Duhanaj v. Ashcroft

ORDER

Nusha Duhanaj seeks judicial review of an order of the Board of Immigration Appeals (“BIA”), which affirmed a finding that she was subject to deportation despite her applications for asylum and withholding of deportation. The parties have waived oral argument, and the panel unanimously agrees that it is not needed in this case. Fed. R.App. P. 34(a).

Duhanaj is a native and citizen of Albania, who last entered the United States in 1993. The Department of Justice charged that she was deportable because she had entered this country without inspection. Duhanaj conceded deportability, but she applied for asylum and for the withholding of deportation. An immigration judge (“IJ”) conducted a hearing at which Duhanaj testified that she and her family had been persecuted by the former Communist government in Albania. The IJ granted her request for voluntary departure but denied her applications for asylum and for the withholding of deportation. The BIA affirmed that decision on June 17, 2002.

To obtain asylum, Duhanaj must show that she is a refugee and also that she is entitled to asylum as a matter of discretion. See Mikhailevitch v. INS, 146 F.3d 384, 389 (6th Cir.1998). A refugee is defined as “an alien who is unable or unwilling to return to his home country because of persecution or a well-founded fear of persecution on account of race, religion, nationality, membership in a particular social group, or political opinion.” Id. (citations and internal quotation marks omitted). The BIA’s decision must be upheld if it is supported by substantial evidence on the record as a whole, even if we might have decided the case differently. See Ko*672liada v. INS, 259 F.3d 482, 486 (6th Cir. 2001). Hence, Duhanaj’s petition for review may be granted only if the evidence would compel a reasonable fact-finder to find the requisite fear of persecution. See id.

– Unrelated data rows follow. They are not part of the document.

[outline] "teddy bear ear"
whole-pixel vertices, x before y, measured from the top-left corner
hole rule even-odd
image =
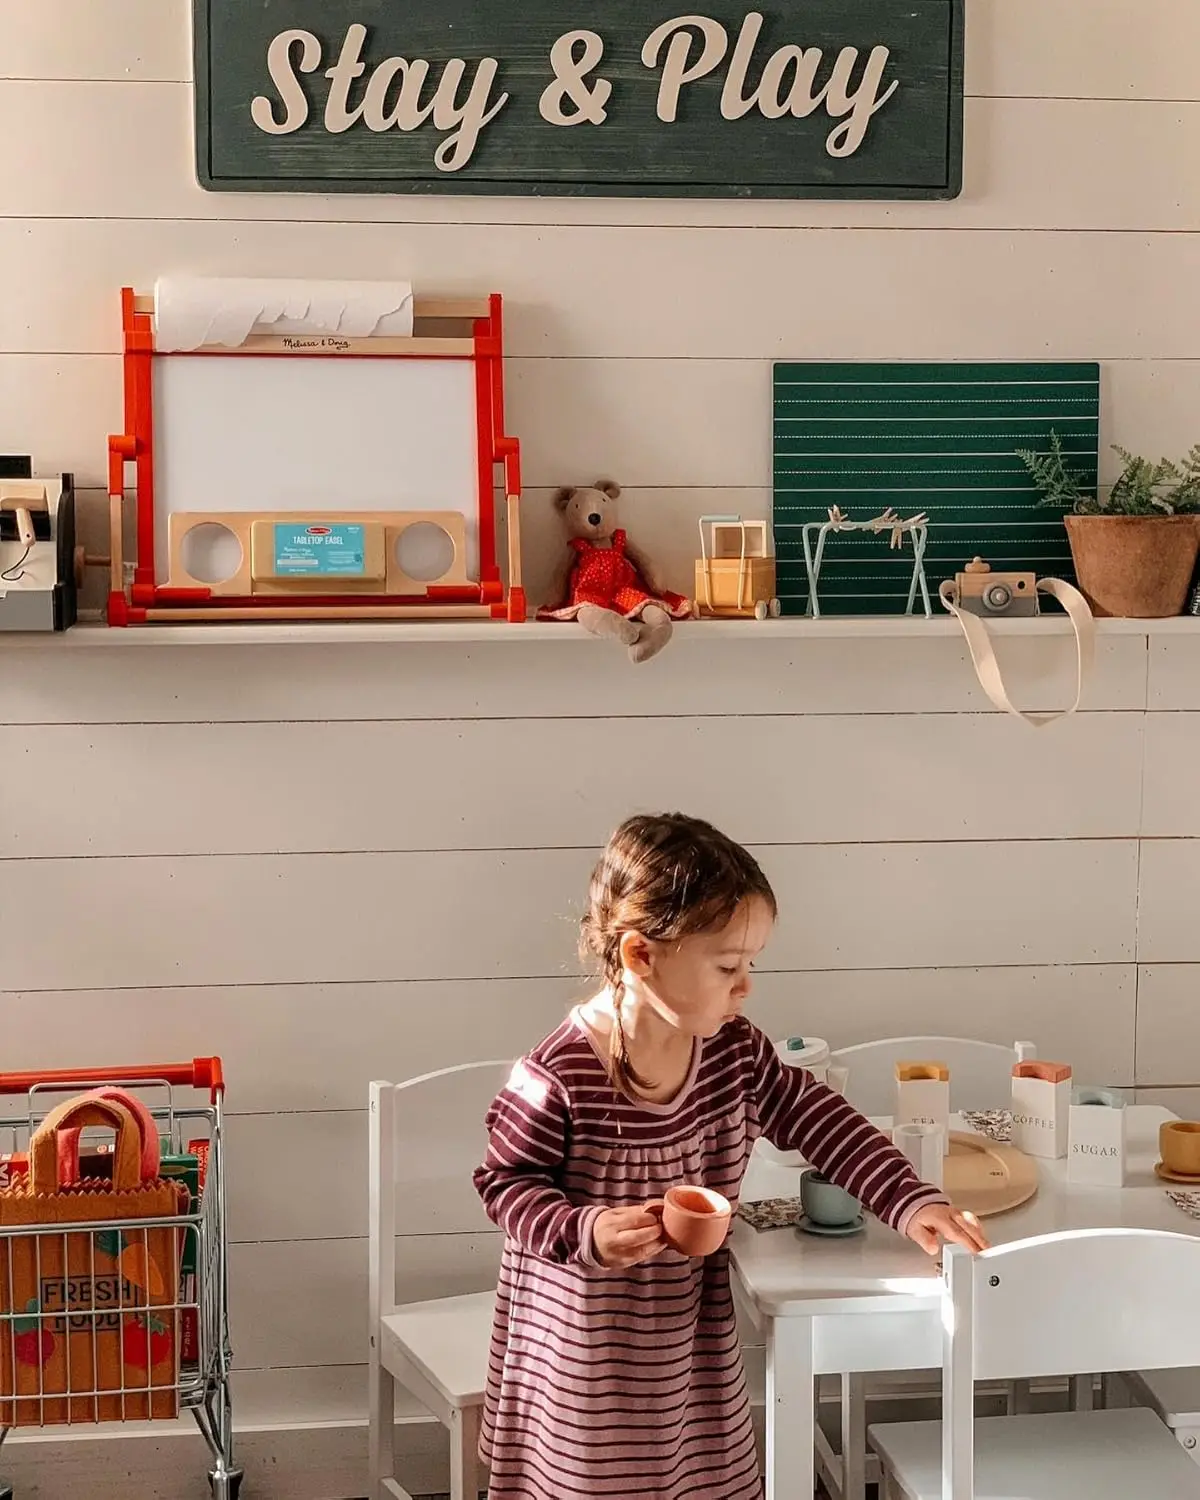
[[[621,486],[613,479],[597,479],[592,488],[599,490],[602,495],[607,495],[610,500],[621,498]]]
[[[574,500],[576,493],[577,491],[570,485],[565,486],[561,490],[555,490],[554,509],[560,512],[565,511],[571,501]]]

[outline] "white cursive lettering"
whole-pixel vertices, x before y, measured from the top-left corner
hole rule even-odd
[[[768,120],[781,120],[784,115],[804,120],[820,105],[825,91],[814,93],[813,89],[821,58],[820,47],[780,47],[763,69],[758,86],[758,107]],[[785,91],[789,72],[795,77]]]
[[[578,59],[576,46],[583,48]],[[551,125],[604,124],[613,86],[607,78],[588,83],[588,74],[600,66],[603,57],[604,42],[594,31],[568,31],[559,37],[550,49],[554,81],[547,84],[538,106],[543,120]],[[567,100],[575,106],[570,114],[563,108]]]
[[[751,11],[742,22],[733,56],[729,59],[729,72],[725,75],[725,87],[721,90],[721,114],[726,120],[740,120],[759,104],[758,93],[746,96],[746,74],[754,58],[754,49],[762,32],[763,18],[758,11]]]
[[[433,113],[433,100],[421,103],[421,89],[429,77],[429,64],[418,58],[389,57],[371,74],[363,99],[362,118],[368,130],[416,130]],[[388,91],[400,79],[395,102],[388,107]]]
[[[696,40],[692,35],[693,27],[704,40],[703,50],[694,63],[691,61],[692,45]],[[658,87],[658,118],[671,124],[679,117],[679,95],[685,85],[695,83],[697,78],[706,78],[724,59],[729,50],[729,33],[708,16],[679,16],[674,21],[664,21],[650,33],[642,48],[642,62],[646,67],[658,67],[664,42],[670,45]]]
[[[297,42],[300,61],[293,64],[292,49]],[[296,77],[297,66],[302,73],[315,72],[321,66],[321,44],[311,31],[281,31],[267,48],[267,72],[279,91],[283,119],[275,118],[275,106],[265,94],[259,94],[250,106],[250,118],[267,135],[290,135],[308,119],[308,96]]]
[[[428,121],[445,135],[434,153],[443,172],[460,171],[475,154],[479,138],[508,103],[509,96],[493,97],[500,72],[494,57],[468,64],[450,58],[436,84],[431,85],[431,65],[423,57],[388,57],[371,70],[362,97],[353,102],[354,85],[367,73],[363,49],[367,28],[359,22],[347,27],[337,61],[325,71],[329,92],[325,99],[324,127],[330,135],[344,135],[360,122],[380,134],[387,130],[418,130]],[[295,57],[300,48],[299,59]],[[267,49],[267,68],[283,105],[283,118],[276,116],[275,103],[260,96],[250,108],[255,125],[269,135],[287,135],[307,121],[310,100],[299,73],[313,73],[321,64],[321,44],[311,32],[284,31]],[[607,87],[611,88],[611,85]]]
[[[781,120],[785,115],[803,120],[823,105],[830,118],[840,122],[829,133],[825,150],[830,156],[853,156],[866,138],[872,116],[900,87],[893,79],[883,89],[891,50],[873,47],[855,84],[859,49],[843,47],[829,79],[818,87],[817,74],[824,59],[821,48],[789,44],[772,52],[758,83],[751,87],[749,78],[762,30],[761,11],[748,12],[721,89],[722,118],[741,120],[757,110],[766,120]],[[728,52],[729,33],[708,16],[677,16],[652,31],[642,48],[642,62],[647,68],[662,70],[658,118],[674,123],[683,90],[716,72]]]
[[[830,132],[825,149],[830,156],[853,156],[866,138],[871,116],[883,108],[900,87],[893,79],[885,94],[880,94],[879,85],[887,69],[891,50],[887,47],[872,47],[867,65],[863,69],[862,82],[850,92],[851,76],[858,61],[857,47],[843,47],[833,65],[833,77],[823,90],[825,108],[835,119],[849,115],[849,119]]]
[[[362,119],[362,104],[350,108],[350,85],[367,70],[362,60],[366,39],[367,28],[356,21],[346,32],[337,62],[325,70],[330,83],[329,98],[325,101],[325,129],[330,135],[341,135]]]
[[[504,106],[508,95],[501,94],[494,104],[489,103],[492,84],[500,72],[500,64],[494,57],[482,58],[475,69],[475,77],[467,91],[464,104],[458,102],[458,90],[467,74],[467,65],[460,57],[452,57],[446,64],[442,81],[438,84],[433,101],[433,123],[439,130],[449,130],[442,144],[434,152],[433,159],[443,172],[460,171],[475,154],[479,137]]]
[[[756,51],[765,24],[762,12],[747,12],[732,51],[730,31],[710,16],[676,16],[656,26],[642,47],[641,60],[660,75],[658,118],[676,123],[684,107],[684,90],[704,79],[713,81],[700,91],[701,96],[714,98],[718,82],[714,75],[723,70],[722,119],[741,120],[757,111],[766,120],[787,116],[801,120],[823,109],[834,122],[826,137],[826,152],[837,158],[853,156],[866,139],[874,115],[900,87],[897,80],[887,78],[890,48],[875,46],[869,52],[841,48],[821,83],[825,54],[820,47],[791,43],[777,47],[759,68]],[[343,135],[362,124],[375,134],[407,133],[432,123],[444,137],[434,152],[438,170],[461,171],[474,157],[487,126],[509,102],[510,96],[498,85],[497,59],[468,62],[452,57],[431,63],[422,57],[387,57],[372,65],[366,60],[368,39],[368,28],[361,22],[348,25],[336,61],[324,71],[328,80],[322,111],[325,131]],[[604,50],[604,40],[594,30],[564,32],[554,42],[550,50],[553,78],[539,102],[543,120],[554,126],[605,123],[613,84],[596,74]],[[303,76],[316,73],[322,61],[322,43],[311,31],[282,31],[271,41],[267,71],[274,94],[260,94],[250,106],[259,130],[267,135],[290,135],[308,122],[314,107],[321,108],[312,86],[306,90]]]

Duhanaj primarily alleged that her grandfather and father were politically active, that the former communist regime in Albania had executed her grandfather in 1951, and that her father was imprisoned for six months after the execution. She also alleged that her parents believed that the former government had spied on her family, that she was ostracized by the other students in middle school, that she was later rejected from a special school for musicians in 1990, that she attended an anti-communist political rally in 1991, and that her family was detained in a “concentration camp” (although it was apparent that she did not have a clear understanding of the phrase). The IJ found that these allegations were not fully credible, and noted several State Department reports which indicate that the former communist regime is no longer in power. Thus, the IJ denied Duhanaj’s application for asylum because she was not a refugee as defined in 8 U.S.C. § 1101(a)(42)(A).

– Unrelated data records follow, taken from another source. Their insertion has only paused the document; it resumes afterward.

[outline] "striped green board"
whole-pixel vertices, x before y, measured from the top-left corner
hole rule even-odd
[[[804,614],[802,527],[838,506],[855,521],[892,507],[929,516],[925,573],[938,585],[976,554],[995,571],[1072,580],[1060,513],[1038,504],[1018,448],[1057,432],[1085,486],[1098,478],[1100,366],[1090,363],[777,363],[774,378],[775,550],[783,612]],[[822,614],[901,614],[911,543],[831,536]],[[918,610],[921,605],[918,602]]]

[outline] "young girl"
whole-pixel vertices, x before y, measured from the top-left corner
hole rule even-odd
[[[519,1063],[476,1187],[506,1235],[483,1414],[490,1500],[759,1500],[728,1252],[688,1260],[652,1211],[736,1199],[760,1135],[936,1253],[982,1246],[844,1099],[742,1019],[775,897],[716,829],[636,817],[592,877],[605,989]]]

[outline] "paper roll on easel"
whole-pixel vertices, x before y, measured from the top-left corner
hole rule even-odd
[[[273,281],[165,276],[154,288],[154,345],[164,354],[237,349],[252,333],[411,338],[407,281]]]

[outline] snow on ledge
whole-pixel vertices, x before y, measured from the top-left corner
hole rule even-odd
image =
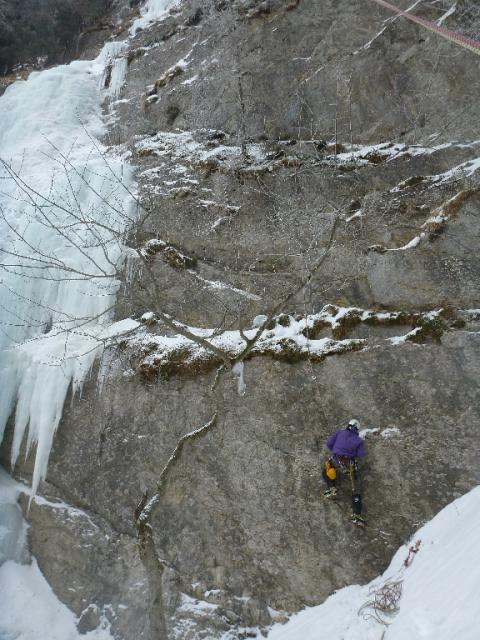
[[[447,142],[432,147],[424,147],[419,144],[405,144],[394,142],[381,142],[372,145],[344,145],[346,151],[337,153],[336,155],[327,156],[327,160],[338,162],[340,164],[355,162],[357,165],[368,165],[372,162],[386,161],[391,162],[397,158],[432,155],[437,151],[448,149],[454,146],[454,143]]]

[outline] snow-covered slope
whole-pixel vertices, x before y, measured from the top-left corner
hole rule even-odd
[[[269,640],[477,640],[480,612],[480,487],[455,500],[401,547],[385,573],[366,586],[337,591],[318,607],[305,609],[285,625],[276,625]],[[405,560],[409,547],[421,541]],[[387,582],[401,581],[398,610],[372,607]],[[360,612],[359,610],[364,607]]]
[[[86,634],[78,632],[76,616],[55,596],[35,560],[3,564],[0,592],[1,640],[112,640],[107,622]]]

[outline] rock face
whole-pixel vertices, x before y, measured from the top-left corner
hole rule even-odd
[[[473,35],[473,0],[444,24]],[[160,309],[238,330],[280,306],[274,330],[336,305],[311,344],[364,342],[321,358],[252,352],[239,395],[208,357],[159,349],[145,376],[149,339],[169,335],[152,314],[143,342],[108,350],[102,391],[92,376],[66,407],[31,549],[83,631],[104,614],[119,640],[150,640],[163,610],[169,638],[247,637],[371,579],[480,481],[478,61],[351,0],[185,0],[126,55],[111,140],[138,167],[130,241],[161,287],[144,293],[134,268],[119,318]],[[142,564],[135,509],[215,412],[169,467],[157,564]],[[351,417],[374,429],[366,530],[348,522],[347,479],[338,504],[321,499],[323,443]]]

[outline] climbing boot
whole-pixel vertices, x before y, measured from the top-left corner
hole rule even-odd
[[[359,513],[352,513],[351,521],[359,527],[367,526],[367,521]]]
[[[335,498],[337,495],[337,487],[329,487],[326,491],[323,492],[324,498]]]

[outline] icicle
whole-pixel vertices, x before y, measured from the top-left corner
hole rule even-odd
[[[245,365],[243,360],[240,362],[236,362],[233,365],[232,373],[237,379],[238,395],[244,396],[245,391],[247,390],[247,385],[245,384]]]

We conclude that Duhanaj’s allegations do not compel a finding that she has a well-founded fear of persecution and that substantial evidence supports the IJ’s finding that she was not a refugee. See Koliada, 259 F.3d at 487-88; Mikhailevitch, 146 F.3d at 389. Thus, we need not reach the question of whether her asylum application merited a favorable exercise of discretion. See Koliada, 259 F.3d at 488. As Duhanaj has not established eligibility for asylum, she is necessarily unable to meet the more rigorous standard required for the withholding of deportation. See id. at 489.

Accordingly, Duhanaj’s petition for judicial review of the BIA’s decision is denied. Rule 34(j)(2)(C), Rules of the Sixth Circuit.